Verbreitete Handynutzung wirkt sich stark auf das Alltagsleben junger Menschen aus. Dies zeigt die Studie »Mediatisierung mobil. Handy- und mobile Internetnutzung von Kindern und Jugendlichen«.

»64 Prozent der 8- bis 14-Jährigen können über das Handy bzw. Smartphone auf das Internet zugreifen. Bei den 13- und 14-Jährigen sind es bereits 86 Prozent. Zahlen, die verdeutlichen, wie präsent mobile (Online-)Kommunikation für Kinder und Jugendliche geworden ist. [...] Hinsichtlich der Bindung zu ihrem Mobiltelefon zeigen sich bei den befragten Kindern und Jugendlichen erkennbare Unterschiede. Prof. Dr. Peter Vorderer: ›Viele sind in der Lage, auch längere Zeit ohne das Handy oder Smartphone auszukommen.

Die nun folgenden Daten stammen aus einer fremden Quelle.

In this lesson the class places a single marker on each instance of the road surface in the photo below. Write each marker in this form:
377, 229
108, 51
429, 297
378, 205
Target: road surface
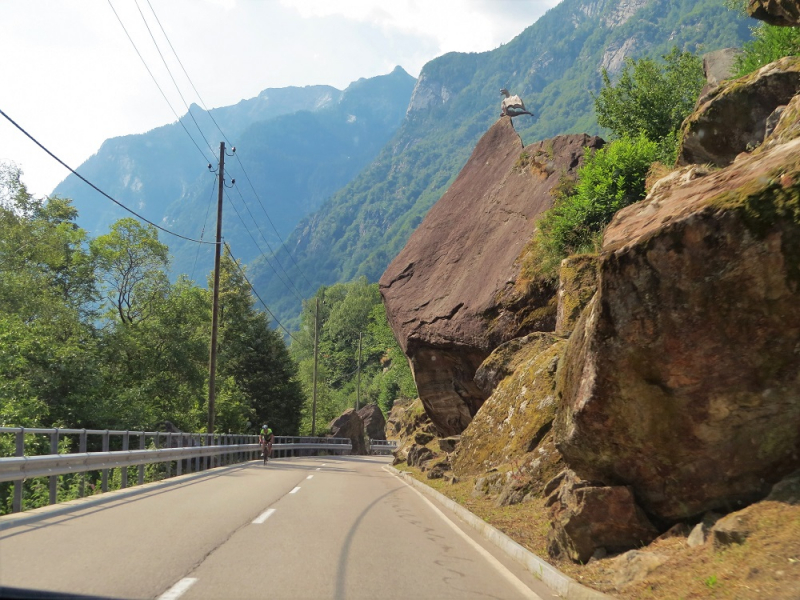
313, 527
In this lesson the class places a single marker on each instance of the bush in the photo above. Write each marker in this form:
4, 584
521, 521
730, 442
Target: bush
769, 44
609, 180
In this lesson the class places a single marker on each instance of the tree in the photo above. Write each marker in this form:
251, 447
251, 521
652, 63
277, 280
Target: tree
651, 98
133, 267
254, 358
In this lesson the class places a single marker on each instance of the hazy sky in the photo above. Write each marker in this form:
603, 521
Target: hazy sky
71, 77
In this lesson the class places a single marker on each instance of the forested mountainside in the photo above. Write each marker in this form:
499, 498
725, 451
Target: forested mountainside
298, 146
555, 65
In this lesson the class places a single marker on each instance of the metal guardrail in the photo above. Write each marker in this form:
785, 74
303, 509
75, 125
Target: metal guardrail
194, 451
382, 446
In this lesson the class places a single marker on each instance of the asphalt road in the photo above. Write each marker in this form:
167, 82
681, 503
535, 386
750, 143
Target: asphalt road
316, 527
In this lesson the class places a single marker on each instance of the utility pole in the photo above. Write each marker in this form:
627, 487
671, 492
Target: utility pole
316, 348
358, 379
212, 361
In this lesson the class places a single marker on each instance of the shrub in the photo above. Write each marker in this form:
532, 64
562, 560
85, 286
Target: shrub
609, 180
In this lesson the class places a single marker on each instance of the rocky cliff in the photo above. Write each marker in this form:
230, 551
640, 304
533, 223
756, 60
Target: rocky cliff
448, 293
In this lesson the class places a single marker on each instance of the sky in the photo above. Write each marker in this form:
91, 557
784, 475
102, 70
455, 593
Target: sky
72, 78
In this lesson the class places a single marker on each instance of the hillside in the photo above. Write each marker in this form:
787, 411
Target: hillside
554, 65
298, 146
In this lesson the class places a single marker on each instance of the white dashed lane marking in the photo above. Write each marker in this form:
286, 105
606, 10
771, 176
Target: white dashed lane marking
264, 516
179, 589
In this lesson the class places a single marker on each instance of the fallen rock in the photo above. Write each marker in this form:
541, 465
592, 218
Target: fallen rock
418, 455
587, 517
374, 422
732, 118
449, 444
785, 129
785, 13
438, 469
350, 425
731, 529
577, 284
787, 490
452, 295
489, 484
519, 413
634, 566
680, 379
719, 65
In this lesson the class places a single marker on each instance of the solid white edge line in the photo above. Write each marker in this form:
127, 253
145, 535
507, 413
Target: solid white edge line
179, 589
500, 567
263, 516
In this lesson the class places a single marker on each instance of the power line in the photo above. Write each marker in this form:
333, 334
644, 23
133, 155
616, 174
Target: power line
274, 255
175, 83
86, 181
283, 244
288, 287
203, 231
156, 82
238, 266
178, 58
241, 165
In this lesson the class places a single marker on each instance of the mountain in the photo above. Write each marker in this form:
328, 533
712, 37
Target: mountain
297, 146
555, 65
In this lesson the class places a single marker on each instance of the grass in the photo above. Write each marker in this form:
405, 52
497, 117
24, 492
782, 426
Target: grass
766, 566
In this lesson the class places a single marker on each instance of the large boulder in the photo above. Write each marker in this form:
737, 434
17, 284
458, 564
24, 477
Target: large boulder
453, 293
349, 425
520, 411
784, 13
732, 118
682, 378
374, 422
587, 517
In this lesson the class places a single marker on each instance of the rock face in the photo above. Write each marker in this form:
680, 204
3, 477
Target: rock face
588, 517
577, 284
448, 293
776, 12
731, 119
350, 425
374, 422
682, 378
520, 411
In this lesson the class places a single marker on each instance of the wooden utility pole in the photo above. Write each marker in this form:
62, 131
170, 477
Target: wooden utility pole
358, 379
316, 348
212, 361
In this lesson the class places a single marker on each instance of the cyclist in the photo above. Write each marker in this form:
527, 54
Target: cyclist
265, 438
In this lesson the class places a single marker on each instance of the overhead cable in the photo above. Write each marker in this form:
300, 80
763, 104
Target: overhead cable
247, 229
169, 72
174, 112
271, 314
89, 183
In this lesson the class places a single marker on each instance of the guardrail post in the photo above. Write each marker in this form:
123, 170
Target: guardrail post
20, 451
178, 463
82, 450
104, 483
125, 447
142, 441
53, 478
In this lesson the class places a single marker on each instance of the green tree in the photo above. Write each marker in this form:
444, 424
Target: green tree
133, 265
651, 97
610, 179
254, 358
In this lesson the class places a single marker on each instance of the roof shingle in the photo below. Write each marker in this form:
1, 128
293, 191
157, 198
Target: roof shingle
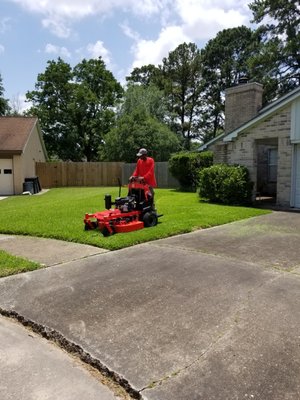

Etwa 21 Prozent der Kinder und Jugendlichen weisen jedoch eine sehr starke Bindung auf.‹ Dies äußere sich unter anderem dadurch, dass sie ›ständig an das Mobiltelefon denken, es auf neue Nachrichten überprüfen oder zum unspezifischen Zeitvertreib nutzen.‹ Acht Prozent von ihnen seien so stark involviert, dass sie ›als suchtgefährdet bezeichnet werden müssen‹.« [02.10.2015, 14:30 Uhr, Quelle: LFM-Pressemitteilung]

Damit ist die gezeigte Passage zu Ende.